Ritz-Carlton Grows in U.S.
Simon F. Cooper When Simon F. Cooper became president and COO of the Ritz-Carlton Hotel Co. in February 2001, the chain was enjoying a domestic building boom that continues today. The Atlanta-based firm plans to open five properties in the next 12 months. M&C talked to Cooper, who works in Washington, D.C., about the brand’s long-term plans.

M&C: A number of Ritz- Carltons are opening in the next 12 months. Is the brand in danger of overexposure?

Cooper: We are increasing our inventory, but the markets we are moving into, like New York City and Boston, have been underserved by us for ages. Our focus is getting into key cities and resort destinations where luxury travelers continue to go.

M&C: Will you continue to expand at the same pace?

Cooper: We will be focusing more internationally, especially on Europe. Frankly, Europe is the toughest market to crack, because it is a mature market. But we intend to do it.

As far as the United States goes, the number of cities we can develop in starts to get limited. We are less limited in terms of resorts, which are destination-driven.

M&C: How difficult has it been to overcome perception and sell luxury in a soft economy?

Cooper: There is a perception issue, but we focus our efforts on what the person will get out of staying with us.

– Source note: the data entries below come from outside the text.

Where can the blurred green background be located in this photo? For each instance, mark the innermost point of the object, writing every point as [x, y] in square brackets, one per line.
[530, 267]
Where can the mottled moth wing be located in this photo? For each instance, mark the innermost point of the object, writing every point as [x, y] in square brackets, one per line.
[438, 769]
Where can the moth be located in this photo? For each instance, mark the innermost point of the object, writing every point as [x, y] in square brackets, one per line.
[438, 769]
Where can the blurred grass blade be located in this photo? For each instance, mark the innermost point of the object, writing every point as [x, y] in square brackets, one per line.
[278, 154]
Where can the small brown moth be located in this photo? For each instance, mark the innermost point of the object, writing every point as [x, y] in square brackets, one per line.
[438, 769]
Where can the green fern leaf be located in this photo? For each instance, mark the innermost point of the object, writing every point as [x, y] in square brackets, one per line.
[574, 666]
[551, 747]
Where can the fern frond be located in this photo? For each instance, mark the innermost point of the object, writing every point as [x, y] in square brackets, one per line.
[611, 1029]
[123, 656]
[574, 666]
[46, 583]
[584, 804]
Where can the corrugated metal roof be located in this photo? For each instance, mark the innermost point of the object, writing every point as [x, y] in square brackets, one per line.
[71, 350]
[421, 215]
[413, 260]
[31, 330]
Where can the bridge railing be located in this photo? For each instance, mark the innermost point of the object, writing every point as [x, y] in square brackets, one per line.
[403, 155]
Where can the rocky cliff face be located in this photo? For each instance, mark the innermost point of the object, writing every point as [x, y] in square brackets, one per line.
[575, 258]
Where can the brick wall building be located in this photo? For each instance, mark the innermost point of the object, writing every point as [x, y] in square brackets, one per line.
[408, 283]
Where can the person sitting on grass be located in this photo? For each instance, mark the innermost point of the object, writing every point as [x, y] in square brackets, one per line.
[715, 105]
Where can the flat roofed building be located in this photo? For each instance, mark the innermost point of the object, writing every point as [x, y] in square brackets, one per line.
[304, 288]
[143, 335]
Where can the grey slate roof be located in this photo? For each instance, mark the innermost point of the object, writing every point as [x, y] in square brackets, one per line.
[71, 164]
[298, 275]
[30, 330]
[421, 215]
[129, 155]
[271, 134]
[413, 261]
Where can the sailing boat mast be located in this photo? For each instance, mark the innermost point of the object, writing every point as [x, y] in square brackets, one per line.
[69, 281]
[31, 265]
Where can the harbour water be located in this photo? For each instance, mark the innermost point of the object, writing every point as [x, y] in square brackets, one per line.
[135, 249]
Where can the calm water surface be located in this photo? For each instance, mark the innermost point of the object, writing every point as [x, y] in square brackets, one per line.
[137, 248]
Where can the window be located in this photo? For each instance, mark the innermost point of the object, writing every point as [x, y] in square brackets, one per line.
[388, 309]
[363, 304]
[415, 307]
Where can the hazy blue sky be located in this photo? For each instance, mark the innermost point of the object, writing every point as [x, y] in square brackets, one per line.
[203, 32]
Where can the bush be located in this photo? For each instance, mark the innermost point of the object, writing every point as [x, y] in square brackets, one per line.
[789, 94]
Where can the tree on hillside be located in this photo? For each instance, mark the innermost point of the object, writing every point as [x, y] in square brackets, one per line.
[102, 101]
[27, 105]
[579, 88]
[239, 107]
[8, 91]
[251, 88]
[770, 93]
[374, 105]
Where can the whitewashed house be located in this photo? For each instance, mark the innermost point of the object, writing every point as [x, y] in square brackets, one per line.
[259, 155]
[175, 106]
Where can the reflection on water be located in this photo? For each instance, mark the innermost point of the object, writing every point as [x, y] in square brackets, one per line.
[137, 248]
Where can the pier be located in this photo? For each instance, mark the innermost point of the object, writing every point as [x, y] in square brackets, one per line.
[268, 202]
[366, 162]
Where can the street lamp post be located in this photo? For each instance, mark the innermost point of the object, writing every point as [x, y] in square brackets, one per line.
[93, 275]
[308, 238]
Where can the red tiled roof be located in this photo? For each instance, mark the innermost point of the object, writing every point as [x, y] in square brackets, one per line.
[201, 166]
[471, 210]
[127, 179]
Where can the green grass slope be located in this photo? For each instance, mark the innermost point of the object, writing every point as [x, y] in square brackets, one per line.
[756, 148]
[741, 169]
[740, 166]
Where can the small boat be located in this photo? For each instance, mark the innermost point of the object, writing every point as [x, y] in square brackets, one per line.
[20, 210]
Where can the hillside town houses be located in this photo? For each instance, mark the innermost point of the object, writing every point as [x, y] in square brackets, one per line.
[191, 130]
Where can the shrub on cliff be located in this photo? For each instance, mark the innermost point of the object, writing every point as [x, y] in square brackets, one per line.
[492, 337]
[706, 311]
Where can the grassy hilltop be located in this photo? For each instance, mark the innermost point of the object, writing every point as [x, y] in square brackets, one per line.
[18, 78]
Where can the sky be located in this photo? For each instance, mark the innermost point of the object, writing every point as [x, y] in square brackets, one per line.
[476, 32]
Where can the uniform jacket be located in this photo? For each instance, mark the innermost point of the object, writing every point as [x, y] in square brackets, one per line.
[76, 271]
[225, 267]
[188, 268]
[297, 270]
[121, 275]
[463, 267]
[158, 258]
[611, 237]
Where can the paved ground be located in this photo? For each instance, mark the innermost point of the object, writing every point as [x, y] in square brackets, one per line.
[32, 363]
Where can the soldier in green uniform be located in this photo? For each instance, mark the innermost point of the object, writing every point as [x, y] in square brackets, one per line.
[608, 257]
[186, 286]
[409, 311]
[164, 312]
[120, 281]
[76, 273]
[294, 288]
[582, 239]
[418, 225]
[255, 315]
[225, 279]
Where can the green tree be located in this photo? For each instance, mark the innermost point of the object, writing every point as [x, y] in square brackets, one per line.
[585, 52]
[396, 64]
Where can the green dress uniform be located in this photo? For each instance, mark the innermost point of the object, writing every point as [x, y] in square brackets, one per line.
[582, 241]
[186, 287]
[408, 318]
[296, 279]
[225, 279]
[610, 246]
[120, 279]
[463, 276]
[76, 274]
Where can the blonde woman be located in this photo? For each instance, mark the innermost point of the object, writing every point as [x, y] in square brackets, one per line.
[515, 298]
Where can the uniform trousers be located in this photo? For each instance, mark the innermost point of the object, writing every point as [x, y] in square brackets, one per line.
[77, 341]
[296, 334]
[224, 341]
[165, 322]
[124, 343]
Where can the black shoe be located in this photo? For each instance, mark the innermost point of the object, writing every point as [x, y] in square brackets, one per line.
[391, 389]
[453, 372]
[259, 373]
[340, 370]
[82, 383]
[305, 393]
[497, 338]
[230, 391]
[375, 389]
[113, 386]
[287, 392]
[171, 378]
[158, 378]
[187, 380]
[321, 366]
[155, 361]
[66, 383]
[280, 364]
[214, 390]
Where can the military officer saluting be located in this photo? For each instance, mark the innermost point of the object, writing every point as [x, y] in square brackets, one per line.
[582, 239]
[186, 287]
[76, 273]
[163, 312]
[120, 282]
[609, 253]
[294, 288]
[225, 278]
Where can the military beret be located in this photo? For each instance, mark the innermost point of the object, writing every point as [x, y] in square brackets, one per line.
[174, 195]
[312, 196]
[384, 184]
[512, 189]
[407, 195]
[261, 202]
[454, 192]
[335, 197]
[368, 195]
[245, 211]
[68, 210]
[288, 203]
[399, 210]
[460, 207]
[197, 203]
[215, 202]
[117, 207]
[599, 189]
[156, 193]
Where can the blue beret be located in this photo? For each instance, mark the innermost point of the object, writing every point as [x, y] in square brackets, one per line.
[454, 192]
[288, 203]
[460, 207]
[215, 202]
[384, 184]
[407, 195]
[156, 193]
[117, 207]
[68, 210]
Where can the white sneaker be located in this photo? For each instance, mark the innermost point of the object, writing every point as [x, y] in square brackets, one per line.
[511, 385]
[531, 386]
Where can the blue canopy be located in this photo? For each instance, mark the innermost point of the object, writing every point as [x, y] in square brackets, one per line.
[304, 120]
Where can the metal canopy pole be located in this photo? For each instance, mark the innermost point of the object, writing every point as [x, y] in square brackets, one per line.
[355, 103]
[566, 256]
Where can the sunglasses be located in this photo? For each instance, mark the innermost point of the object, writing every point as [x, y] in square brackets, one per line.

One of our major clients just had this same issue with her senior leadership. She held a presentation to explain her choice and said, yes, she could go somewhere cheaper. But she would have to take six more people along to help pull off the meeting.

M&C: Ritz properties in San Juan and New Orleans, and new constructions in Coconut Grove, Fla., and South Beach, Fla., have run into financial problems. Why is this, and how does it affect the brand?

Cooper: It affects our reputation, no doubt about it; people hear the name Ritz- Carlton, but they don’t know the details. In the case of San Juan, of the $11 million the owners were short when they went into Chapter 11, $9 million was lost by them in the casino they were operating. New Orleans was a technical bankruptcy. The owner filed bankruptcy so he could get the attention of the contractor with whom he was having a dispute.

In South Beach, the contractor withdrew after he ran into cost overruns and could not complete the project for the fixed price. We are going to stick with it. And Coconut Grove will open in September.

M&C: With so many openings, is it difficult to find qualified staff?

Cooper: We have no challenges finding staff who have minimal guest contact. The toughest thing is finding leaders who know our culture and way of doing things.

M&C: What stamp do you want to leave on the brand?

Cooper: My stamp is going to be creating a sustainable organization for growth. If when I leave people say, “Boy, he is leaving a great team behind,” then that, to me, would be fine.